Pete has extensive safety training but has learned to be a counsellor and communicator over many years through the school of hard knocks. Pete has no training in crisis management nor formal training in counselling but wishes he had. It is a strange thing that we flood safety people with all this knowledge of the Act Regulations and Standards and none of it helps when the crisis comes.
Pete is lucky and naturally gifted in communication and just knows how to be empathetic, he knows how to listen, he knows how to suspend agenda, he knows how to reflect, advise and mirror. Pete is a good safety potato head, he didn’t worry about some things and focused on Ted and the family. Bureaucracy can always wait in a crisis. Pete knows that saying spud head things in a time of crisis is unhelpful and that making commitments or promises in a crisis can lead to bigger problems later. When a potato head is immersed in a crisis, time stands still for many things and, the things that are important should stand out.

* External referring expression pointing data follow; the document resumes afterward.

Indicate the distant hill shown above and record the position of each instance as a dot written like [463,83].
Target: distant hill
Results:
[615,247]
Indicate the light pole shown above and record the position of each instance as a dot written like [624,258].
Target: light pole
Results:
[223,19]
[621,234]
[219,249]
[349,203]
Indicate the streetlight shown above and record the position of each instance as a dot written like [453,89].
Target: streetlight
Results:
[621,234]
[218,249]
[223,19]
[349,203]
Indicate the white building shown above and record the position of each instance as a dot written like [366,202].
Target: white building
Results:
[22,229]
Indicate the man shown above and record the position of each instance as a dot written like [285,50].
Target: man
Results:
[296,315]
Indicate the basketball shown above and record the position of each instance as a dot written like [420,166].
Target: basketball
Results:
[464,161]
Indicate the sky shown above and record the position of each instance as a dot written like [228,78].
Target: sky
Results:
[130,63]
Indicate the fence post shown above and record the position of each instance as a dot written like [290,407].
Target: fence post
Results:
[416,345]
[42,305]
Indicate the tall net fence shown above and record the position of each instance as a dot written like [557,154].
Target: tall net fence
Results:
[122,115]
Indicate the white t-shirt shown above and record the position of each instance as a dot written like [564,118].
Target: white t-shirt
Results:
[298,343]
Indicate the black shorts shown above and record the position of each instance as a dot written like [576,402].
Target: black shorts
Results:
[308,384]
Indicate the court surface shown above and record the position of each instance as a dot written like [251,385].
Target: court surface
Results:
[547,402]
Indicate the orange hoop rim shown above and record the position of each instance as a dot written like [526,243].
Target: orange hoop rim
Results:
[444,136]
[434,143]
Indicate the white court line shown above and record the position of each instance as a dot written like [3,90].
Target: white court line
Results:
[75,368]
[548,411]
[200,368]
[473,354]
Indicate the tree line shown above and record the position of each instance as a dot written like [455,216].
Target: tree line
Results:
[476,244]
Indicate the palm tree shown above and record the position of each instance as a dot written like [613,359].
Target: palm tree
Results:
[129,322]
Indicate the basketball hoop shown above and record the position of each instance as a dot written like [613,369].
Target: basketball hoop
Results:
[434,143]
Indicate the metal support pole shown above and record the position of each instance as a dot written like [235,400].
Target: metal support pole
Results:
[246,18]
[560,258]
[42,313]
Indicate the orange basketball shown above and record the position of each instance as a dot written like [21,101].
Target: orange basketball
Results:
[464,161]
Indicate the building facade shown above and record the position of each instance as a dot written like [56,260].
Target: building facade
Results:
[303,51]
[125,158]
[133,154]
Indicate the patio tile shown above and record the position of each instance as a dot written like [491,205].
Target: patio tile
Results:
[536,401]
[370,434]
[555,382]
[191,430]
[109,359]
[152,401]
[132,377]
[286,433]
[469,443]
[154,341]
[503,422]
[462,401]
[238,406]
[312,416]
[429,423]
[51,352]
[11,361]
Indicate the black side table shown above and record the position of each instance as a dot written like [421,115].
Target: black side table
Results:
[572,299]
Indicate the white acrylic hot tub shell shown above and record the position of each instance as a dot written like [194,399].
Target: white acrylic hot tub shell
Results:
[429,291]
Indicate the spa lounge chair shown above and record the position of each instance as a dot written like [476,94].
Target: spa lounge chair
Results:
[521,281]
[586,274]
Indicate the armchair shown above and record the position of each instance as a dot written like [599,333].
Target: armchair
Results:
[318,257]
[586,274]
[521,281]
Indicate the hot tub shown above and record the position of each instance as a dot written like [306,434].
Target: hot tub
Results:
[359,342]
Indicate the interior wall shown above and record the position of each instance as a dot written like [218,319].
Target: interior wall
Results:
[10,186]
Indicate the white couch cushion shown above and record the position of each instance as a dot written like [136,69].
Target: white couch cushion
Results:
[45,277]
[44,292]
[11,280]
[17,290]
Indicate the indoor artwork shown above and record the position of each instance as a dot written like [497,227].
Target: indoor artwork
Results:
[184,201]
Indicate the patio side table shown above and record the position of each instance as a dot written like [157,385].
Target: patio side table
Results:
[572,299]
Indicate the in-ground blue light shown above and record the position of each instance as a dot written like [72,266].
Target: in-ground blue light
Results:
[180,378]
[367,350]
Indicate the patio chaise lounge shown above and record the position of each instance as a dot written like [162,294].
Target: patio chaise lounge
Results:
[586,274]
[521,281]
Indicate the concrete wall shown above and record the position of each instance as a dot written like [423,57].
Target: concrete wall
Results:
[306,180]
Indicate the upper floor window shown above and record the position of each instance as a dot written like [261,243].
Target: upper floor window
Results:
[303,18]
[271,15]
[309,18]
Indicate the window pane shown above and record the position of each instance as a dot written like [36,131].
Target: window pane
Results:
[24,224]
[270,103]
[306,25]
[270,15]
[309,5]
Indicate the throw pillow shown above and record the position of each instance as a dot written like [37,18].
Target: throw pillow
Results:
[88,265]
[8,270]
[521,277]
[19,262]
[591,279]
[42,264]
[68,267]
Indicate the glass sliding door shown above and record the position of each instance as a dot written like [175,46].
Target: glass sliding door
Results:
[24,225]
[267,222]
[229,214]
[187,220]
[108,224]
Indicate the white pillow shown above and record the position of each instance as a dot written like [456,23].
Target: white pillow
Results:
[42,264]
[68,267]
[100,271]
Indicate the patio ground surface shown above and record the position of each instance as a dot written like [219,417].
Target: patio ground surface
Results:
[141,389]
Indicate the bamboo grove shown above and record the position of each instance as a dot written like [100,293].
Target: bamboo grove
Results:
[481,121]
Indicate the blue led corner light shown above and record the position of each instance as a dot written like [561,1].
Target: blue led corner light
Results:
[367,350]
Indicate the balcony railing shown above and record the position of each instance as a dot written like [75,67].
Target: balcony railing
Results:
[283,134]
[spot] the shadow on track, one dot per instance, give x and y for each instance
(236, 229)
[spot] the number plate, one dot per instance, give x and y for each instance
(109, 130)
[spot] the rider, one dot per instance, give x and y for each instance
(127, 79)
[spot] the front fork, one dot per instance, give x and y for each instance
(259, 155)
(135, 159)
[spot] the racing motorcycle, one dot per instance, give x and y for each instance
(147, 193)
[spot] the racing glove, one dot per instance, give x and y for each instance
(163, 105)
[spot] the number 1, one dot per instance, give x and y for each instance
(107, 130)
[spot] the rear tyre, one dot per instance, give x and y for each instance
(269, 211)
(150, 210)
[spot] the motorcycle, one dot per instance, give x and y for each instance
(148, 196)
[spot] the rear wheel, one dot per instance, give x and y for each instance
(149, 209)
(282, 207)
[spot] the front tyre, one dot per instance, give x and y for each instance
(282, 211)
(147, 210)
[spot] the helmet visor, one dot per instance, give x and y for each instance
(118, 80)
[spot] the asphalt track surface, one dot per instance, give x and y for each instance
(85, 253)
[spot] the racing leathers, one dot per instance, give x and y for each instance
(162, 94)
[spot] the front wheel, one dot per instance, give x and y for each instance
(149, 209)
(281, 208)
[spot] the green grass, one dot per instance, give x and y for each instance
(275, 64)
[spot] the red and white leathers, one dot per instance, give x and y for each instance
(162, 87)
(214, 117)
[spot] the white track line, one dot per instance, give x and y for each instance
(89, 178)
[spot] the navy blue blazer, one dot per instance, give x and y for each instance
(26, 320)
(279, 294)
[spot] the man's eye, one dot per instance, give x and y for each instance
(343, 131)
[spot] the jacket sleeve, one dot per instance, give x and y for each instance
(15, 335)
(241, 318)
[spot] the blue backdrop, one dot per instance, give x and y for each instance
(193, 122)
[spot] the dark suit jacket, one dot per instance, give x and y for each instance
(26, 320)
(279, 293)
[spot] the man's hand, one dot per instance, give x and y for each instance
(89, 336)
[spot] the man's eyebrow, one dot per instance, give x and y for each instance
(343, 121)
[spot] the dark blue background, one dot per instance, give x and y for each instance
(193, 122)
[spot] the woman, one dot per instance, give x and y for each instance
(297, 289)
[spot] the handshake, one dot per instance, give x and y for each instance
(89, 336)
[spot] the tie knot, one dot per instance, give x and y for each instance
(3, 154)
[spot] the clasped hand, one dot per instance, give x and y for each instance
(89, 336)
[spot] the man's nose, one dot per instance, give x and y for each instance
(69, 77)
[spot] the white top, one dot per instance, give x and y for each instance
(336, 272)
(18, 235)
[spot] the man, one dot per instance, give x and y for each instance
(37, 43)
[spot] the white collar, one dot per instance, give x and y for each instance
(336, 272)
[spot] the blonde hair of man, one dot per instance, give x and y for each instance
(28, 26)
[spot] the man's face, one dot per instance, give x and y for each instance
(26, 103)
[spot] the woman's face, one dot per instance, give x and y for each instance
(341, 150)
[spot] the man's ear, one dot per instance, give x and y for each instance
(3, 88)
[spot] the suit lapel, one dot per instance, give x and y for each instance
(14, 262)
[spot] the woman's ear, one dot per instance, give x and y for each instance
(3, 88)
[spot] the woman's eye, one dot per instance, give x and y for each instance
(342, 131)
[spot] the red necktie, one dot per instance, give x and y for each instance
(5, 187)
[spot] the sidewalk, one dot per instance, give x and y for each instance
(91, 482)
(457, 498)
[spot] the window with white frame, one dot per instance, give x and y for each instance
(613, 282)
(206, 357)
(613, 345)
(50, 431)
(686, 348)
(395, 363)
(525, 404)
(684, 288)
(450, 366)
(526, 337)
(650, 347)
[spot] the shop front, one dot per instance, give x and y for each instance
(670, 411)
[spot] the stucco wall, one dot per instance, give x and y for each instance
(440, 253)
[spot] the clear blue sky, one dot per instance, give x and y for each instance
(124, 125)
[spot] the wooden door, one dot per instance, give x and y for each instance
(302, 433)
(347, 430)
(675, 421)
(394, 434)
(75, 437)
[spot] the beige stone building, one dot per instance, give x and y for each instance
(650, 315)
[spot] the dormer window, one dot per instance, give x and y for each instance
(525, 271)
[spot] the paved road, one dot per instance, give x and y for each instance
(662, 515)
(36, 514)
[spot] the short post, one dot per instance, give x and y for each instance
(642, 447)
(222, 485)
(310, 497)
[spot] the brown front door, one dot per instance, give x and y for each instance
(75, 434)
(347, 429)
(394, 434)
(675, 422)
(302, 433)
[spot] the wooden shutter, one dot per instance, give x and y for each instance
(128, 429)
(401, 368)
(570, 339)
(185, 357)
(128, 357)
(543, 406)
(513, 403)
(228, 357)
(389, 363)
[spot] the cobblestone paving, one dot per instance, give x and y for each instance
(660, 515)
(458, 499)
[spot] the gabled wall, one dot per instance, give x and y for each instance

A potato head knows that in a crisis many things that we normally think are important can wait. A potato head knows that in a crisis we don’t debate about money and budgets, when a person’s life is at risk only a spud head would talk about such things. A potato head knows that saying pithy things in a crisis is spud head language. A potato head knows that projecting into the future or attributing things to the past is spud head thinking. Hindsight talk is spud head talk and the potato head knows that language primes the thinking and actions of others. Only a spud head commences an incident investigation in their head whilst they are talking to an injured worker. Only a spud head talks about zero incidents and zero harm when someone is hurt. A potato head knows to suspend bias and judgment as much as possible and ‘attend’ to people. A potato head knows how to be ‘all things to all people’ and not speak nonsense.